N ewspapers can be amusing or depressing or both simultaneously. Below are two items that appeared recently which I offer for your a) amusement or b) depression or c) both.

Item #1: “Yale University graduate students demanding better benefits and stipends are going on a hunger strike. A student reported however that the hunger strike is only ‘symbolic’: They can get food whenever they are hungry.”

This “symbolism” is quintessentially 21st century an exquisite manifestation of society’s have-your-cake-and-eat-it-too mentality. It has infinite possibilities. Consider: Now we can give huge amounts of tzedakah symbolically costing us exactly nothing. We can fast symbolically on Yom Kippur while enjoying a (non-symbolic) steak dinner before Mussaf. We can symbolically attend a sunrise minyan on a freezing winter morning while sleeping comfortably in our warm beds. No longer need we engage in backbreaking house cleaning before Pesach or endure the weeklong regimen of matzah or sit in a chilly booth during Succos when it can all be done symbolically.
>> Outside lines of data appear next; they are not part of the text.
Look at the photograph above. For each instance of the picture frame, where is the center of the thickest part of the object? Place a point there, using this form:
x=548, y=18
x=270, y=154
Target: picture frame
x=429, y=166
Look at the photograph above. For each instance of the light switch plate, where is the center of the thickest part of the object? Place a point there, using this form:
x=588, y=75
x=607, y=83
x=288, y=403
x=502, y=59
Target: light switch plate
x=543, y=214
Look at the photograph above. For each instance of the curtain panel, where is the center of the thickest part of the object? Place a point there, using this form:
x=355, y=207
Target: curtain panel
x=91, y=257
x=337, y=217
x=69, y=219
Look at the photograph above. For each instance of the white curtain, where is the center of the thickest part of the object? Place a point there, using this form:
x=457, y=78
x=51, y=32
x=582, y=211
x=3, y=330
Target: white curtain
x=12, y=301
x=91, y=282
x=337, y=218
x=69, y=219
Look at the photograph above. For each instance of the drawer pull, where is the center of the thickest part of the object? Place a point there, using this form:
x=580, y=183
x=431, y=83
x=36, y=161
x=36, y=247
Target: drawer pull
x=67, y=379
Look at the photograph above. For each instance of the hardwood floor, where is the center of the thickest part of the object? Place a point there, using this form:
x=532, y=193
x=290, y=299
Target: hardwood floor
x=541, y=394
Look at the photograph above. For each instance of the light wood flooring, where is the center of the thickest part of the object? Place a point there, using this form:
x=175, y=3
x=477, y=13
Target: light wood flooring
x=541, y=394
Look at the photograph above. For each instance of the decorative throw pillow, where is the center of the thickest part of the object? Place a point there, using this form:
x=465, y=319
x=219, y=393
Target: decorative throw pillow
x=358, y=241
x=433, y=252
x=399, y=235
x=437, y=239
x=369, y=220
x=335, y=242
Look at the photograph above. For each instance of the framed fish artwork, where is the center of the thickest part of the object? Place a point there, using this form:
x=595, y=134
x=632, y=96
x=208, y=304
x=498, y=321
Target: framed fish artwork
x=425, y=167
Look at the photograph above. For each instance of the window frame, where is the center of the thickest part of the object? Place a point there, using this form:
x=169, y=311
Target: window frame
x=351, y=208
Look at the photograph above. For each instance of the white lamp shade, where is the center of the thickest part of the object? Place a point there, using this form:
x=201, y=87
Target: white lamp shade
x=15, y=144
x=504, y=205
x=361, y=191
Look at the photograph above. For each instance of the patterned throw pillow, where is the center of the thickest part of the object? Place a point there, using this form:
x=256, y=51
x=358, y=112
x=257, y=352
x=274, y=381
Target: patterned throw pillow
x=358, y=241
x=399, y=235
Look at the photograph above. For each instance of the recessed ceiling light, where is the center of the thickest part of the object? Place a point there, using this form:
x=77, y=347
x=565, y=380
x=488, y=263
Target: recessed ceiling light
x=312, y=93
This could revolutionize Judaism. Millions of unaffiliated Jews would find it irresistible and would come flocking to our synagogues and yeshivos. Forget about the Chareidi Orthodox the Chassidic Orthodox the Modern Orthodox the endless varieties of Orthodox. Here we have a harbinger of a new overpowering movement in Jewish life the wave of the future: the Symbolic Orthodox. This is an idea whose time has come.